Page 1 of 2

High use of cpu in avail report generation

Posted: Mon Oct 07, 2019 8:54 am
by evisus
Regards!

There has been a problem declared in the Nagios XI forums since 2014 related to performance problems when sla and availability reports are generated: The avail.cgi process consumes over 99% of cpu, leaving the server disabled until the generation of reports ends .

The truth is not very efficient ....

I have reviewed a great variety of installations of nagios xi, servers with little hardware and others with monstrous hardware, in addition to following the recommendations of each of the cases generated by this problem.

However, there is no solution to a known problem and quite a while ago it was "referred to the development area".

My question is this:
Is there a known resolution for this problem?
If there is no solution, can we expect to have this problem solved?

The concern is not only mine, but each of the clients that present this error and more and more frequent.

In one of our clients that presents this problem, we plan to separate the Mysql database on a dedicated server, but we are not sure that this is the solution. Do you have any experience?

I appreciate your response and understanding to our concern.

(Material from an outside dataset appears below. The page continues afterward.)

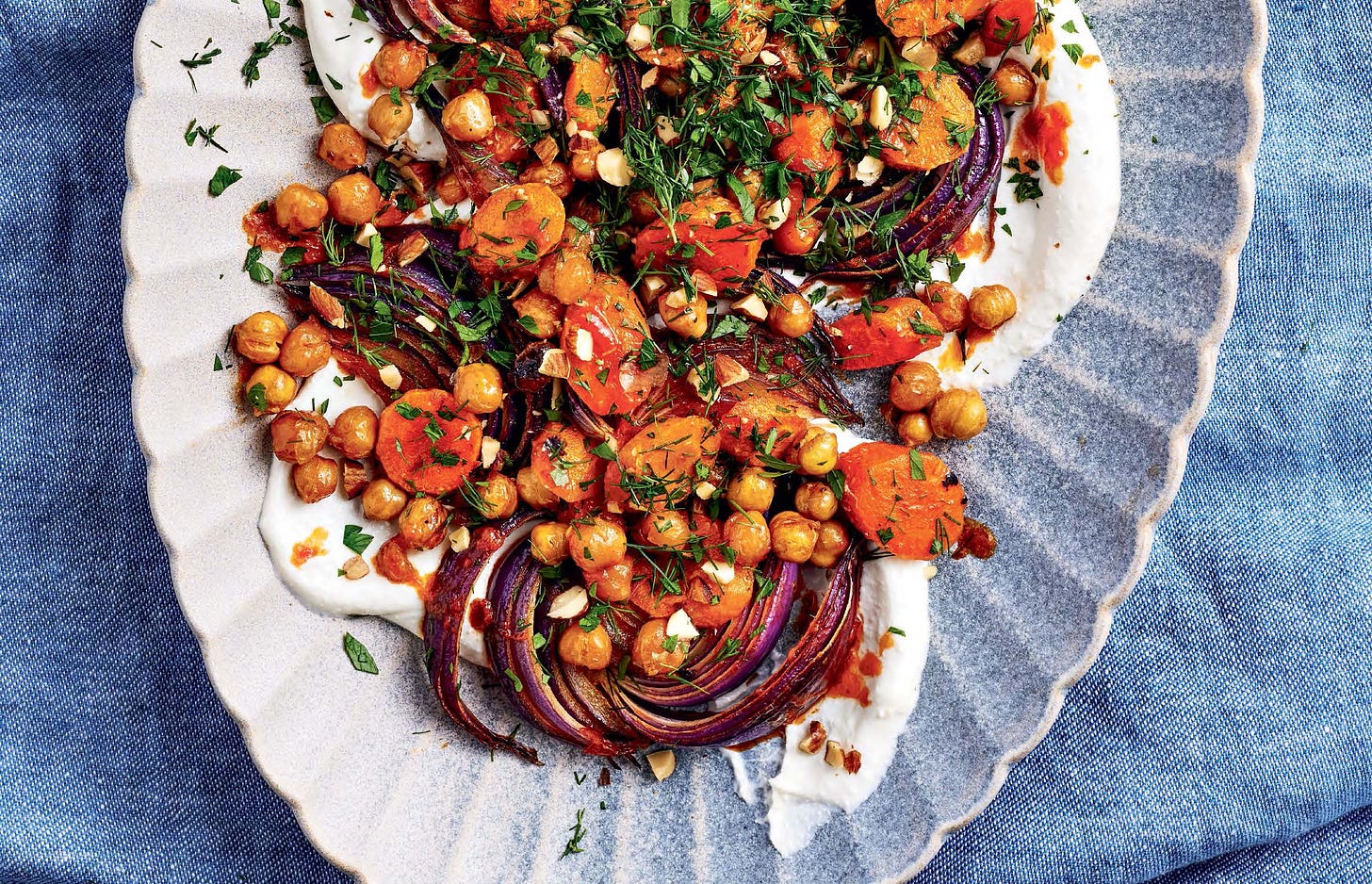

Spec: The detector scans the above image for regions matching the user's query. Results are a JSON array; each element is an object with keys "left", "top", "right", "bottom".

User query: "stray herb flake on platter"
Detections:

Re: High use of cpu in avail report generation

Posted: Mon Oct 07, 2019 10:39 am
by mcapra
Relevant GitHub issue:
https://github.com/NagiosEnterprises/na ... issues/280
evisus wrote:In one of our clients that presents this problem, we plan to separate the Mysql database on a dedicated server, but we are not sure that this is the solution. Do you have any experience?
avail.cgi has no concept of a MySQL database (it parses raw log files), so I don't think this would offer much. Using off-loaded MySQL is a generally good idea on large installations.

Using a RAM disk can help a little bit, but most of the work is in iterating over lines in log files -- loading those files into memory isn't the bottleneck.

Re: High use of cpu in avail report generation

Posted: Mon Oct 07, 2019 11:20 am
by mbellerue
Thanks for jumping in, Matt!

evisus, you're absolutely right. This has been a problem that we've mostly relied on mitigation to solve. However, we are actively working on a new reporting backend that is currently set to be released with Nagios XI 6 that should alleviate many of the reporting issues.

https://www.nagios.com/roadmaps/

Re: High use of cpu in avail report generation

Posted: Mon Oct 07, 2019 11:40 am
by evisus
Thanks for your replies Matt and mbellerue.

I will have to communicate this to XI users, although waiting for the third quarter of 2020 will not be received as good news, it is a long time to wait.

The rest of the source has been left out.